Wong is that kind of opportunity, packed into a five-foot-seven frame with untapped offensive potential. Even if he never realized that potential, adding him to the infield would eliminate the team’s need to jostle with other suitors for the three starting-caliber shortstops on the free-agent market, or to trade major prospect capital to land Trevor Story or Javier Báez. With Donaldson and Wong flanking Jorge Polanco, and the Twins already committed to defensive shifts, there would be no need to displace Polanco, at least until Royce Lewis is ready to take over the position.

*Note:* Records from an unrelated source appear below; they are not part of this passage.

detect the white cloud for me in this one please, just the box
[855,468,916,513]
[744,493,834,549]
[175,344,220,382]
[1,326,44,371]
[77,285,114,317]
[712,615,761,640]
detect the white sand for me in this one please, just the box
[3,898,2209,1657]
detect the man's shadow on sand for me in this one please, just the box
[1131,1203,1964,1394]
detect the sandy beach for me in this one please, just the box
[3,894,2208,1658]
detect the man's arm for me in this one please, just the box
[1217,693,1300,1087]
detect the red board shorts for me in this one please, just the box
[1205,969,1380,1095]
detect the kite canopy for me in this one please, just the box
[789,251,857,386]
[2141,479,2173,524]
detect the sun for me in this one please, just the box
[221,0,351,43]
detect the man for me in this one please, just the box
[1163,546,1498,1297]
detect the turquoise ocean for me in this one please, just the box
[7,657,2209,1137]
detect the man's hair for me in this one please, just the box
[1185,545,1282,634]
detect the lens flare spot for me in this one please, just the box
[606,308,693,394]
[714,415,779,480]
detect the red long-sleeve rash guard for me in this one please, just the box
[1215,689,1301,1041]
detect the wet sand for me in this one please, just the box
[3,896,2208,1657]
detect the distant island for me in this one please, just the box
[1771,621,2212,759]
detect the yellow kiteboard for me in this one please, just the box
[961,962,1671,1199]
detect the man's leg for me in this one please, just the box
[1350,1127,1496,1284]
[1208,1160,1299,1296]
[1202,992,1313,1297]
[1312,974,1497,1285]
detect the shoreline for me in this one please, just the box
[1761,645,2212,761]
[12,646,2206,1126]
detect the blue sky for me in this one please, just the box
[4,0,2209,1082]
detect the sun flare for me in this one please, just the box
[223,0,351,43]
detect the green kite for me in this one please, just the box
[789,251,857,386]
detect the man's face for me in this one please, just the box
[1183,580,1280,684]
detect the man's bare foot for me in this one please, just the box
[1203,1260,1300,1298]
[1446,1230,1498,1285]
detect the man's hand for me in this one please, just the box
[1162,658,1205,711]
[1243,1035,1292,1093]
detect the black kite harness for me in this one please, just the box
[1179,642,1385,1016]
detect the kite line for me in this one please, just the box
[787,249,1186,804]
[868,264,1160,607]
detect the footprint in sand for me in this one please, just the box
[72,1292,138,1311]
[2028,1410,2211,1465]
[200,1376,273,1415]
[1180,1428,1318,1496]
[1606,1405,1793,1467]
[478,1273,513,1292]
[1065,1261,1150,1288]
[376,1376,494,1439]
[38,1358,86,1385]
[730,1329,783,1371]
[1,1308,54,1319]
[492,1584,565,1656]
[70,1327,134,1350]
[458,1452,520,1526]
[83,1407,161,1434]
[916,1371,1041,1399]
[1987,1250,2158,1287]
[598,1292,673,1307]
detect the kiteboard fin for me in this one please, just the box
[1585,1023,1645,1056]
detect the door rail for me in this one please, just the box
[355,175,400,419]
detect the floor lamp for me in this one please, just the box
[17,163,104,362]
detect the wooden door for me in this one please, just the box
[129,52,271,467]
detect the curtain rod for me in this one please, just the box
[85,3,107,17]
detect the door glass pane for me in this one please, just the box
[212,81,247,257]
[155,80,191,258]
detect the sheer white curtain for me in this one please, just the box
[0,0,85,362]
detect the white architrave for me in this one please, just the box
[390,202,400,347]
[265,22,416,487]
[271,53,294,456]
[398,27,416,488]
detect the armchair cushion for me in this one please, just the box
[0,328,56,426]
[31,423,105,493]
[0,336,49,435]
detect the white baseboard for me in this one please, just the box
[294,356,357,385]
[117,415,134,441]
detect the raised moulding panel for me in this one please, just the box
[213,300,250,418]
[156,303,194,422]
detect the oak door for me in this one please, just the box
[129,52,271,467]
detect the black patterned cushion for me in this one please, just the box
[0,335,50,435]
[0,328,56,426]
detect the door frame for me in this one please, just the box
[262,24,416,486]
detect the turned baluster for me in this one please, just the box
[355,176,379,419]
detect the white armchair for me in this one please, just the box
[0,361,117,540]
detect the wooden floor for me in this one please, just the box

No true second baseman can match Wong’s range, and he has a plus throwing arm for the position. He has never played shortstop in the big leagues, and would be a bit stretched in regular action there, but he could certainly fill in, and in the meantime, he turns the entire area to the right of second base into a desert where ground-ball hits go to die. He makes dazzling plays going far toward the first-base line, and some on the other side of second base, altogether. His range, like that of Donaldson, could not only save runs in and of itself, but make the team better by taking pressure off the defender next to him. In Wong’s case, that would mean not only Polanco, but Miguel Sanó, at first base.
For now, Arraez is a better hitter, though again, Wong’s swing has always shown the possibility of more power than he has consistently found, and the Twins might be able to unlock that in a way that his former team couldn’t. If that happened, Wong would be an All-Star, and Arraez would become happily redundant. In the meantime, having Arraez available to play left field would lower the stakes of Alex Kirilloff’s introduction to the lineup. If the Twins don’t re-sign Nelson Cruz, Arraez could be a solid (if unconventional) designated hitter, and of course, the team could rotate him in at second base to keep Wong fresh, too.
It’s not the way we might have expected the Twins to find the greatest possible value on this winter’s market for infield talent, but Wong could be a multiyear solution and a force multiplier for the team’s run prevention, in addition to providing more speed and some upside toward the bottom of the batting order. If (as expected) he’s a cheaper option than Marcus Semien or Didi Gregorius, he should stay very much on the Twins’ radar.